Helicoverpa zea is a seasonal, nocturnal migrant, and adults disperse, weather permitting, when there are poor reproductive conditions. In short-range dispersal, the moths move within the crop and low over the foliage. This type of dispersal is mostly independent of wind currents. Long-range dispersal involves adults flying up to 10 meters above the ground and moving downwind from crop to crop. Migratory flights occur up to 1–2 km above the ground and can last for hours. Migration of 400 km is common for such flights as moths are carried downwind. Helicoverpa zea caterpillars are usually intercepted on produce transported by air-freight transportation. Most activity is restricted to the night-time. Some moths display vertical take-off flight, which carries them above the flight boundary layer and allows them to undertake migratory movement in upper wind systems.
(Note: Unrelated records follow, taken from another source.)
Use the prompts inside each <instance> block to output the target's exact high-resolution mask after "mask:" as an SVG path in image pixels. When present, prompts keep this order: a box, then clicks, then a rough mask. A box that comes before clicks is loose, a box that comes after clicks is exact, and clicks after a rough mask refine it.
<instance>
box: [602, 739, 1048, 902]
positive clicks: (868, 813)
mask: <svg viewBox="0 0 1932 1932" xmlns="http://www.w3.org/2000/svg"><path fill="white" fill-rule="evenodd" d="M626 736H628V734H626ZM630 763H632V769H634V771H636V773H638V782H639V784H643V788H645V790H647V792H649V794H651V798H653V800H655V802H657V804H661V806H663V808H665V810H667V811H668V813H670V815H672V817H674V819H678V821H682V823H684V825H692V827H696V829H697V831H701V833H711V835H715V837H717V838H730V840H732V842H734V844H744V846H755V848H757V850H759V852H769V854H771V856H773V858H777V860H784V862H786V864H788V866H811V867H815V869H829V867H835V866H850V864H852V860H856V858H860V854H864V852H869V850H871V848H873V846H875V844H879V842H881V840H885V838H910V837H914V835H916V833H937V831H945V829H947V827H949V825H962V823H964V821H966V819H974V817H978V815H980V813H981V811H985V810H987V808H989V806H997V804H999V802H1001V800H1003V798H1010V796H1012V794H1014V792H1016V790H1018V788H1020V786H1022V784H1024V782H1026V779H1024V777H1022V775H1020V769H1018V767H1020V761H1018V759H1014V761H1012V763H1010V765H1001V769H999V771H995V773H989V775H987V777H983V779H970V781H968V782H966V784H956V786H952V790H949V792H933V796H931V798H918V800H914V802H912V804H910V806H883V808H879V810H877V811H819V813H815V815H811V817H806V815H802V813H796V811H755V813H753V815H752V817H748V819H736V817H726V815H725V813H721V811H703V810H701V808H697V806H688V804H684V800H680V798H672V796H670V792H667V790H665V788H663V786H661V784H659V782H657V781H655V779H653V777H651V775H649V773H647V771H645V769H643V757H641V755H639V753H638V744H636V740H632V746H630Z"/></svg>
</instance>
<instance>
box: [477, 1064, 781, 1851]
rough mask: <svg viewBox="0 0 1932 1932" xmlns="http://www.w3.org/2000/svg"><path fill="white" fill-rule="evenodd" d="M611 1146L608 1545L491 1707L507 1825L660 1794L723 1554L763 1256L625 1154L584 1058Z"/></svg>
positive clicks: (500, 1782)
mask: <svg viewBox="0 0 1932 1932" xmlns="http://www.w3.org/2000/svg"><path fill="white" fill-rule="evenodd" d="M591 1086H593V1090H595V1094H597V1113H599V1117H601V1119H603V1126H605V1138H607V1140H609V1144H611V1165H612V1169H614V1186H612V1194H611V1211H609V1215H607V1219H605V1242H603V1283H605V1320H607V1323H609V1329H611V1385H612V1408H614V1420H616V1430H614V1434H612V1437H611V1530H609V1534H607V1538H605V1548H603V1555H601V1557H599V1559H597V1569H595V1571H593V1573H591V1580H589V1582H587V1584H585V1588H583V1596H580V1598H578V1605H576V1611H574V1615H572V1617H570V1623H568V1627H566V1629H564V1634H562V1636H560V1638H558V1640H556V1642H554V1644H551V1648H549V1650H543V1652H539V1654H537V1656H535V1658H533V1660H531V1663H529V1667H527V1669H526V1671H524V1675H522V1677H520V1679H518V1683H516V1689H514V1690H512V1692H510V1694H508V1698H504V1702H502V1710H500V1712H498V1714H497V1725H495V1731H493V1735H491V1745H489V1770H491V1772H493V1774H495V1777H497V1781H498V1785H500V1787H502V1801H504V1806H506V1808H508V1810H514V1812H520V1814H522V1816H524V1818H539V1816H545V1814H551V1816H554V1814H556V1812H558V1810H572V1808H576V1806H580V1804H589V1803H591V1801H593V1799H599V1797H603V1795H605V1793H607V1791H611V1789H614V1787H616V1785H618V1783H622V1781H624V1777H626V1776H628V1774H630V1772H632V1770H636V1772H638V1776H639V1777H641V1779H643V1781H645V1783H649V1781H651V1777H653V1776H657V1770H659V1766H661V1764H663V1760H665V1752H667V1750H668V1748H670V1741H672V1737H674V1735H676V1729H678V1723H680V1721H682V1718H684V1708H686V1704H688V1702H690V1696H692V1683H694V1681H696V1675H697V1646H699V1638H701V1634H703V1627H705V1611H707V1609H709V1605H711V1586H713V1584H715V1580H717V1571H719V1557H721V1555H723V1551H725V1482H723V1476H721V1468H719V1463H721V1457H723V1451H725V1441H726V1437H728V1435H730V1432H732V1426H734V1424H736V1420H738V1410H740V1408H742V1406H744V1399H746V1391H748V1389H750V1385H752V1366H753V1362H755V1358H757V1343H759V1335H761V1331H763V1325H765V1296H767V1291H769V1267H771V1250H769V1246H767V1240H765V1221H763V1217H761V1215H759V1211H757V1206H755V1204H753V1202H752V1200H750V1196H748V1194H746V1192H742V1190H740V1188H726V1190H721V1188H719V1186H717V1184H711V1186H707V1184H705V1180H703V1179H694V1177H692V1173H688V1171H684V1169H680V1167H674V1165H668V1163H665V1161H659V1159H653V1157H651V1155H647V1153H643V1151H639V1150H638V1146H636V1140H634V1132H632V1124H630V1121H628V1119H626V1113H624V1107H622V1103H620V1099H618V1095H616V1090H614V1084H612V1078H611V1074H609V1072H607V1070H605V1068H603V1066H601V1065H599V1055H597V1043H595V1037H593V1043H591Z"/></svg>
During mating, males engage in high-speed directed flight in search of pheromone plumes.

Diapause

have the ability to enter facultative diapause, the state of arrested development and growth in response to a change in the environment. By preparing themselves for a major change in environmental conditions, they can increase reproductive success. Diapause increases with increasing latitude. In tropical conditions, populations breed continuously, and only 2-4% of pupae diapause. In subtropical and temperate regions, most individuals diapause. Individuals who don't enter diapause in these areas emerge in late fall and die without reproducing. Drought-responsive diapause has also been observed in the summer.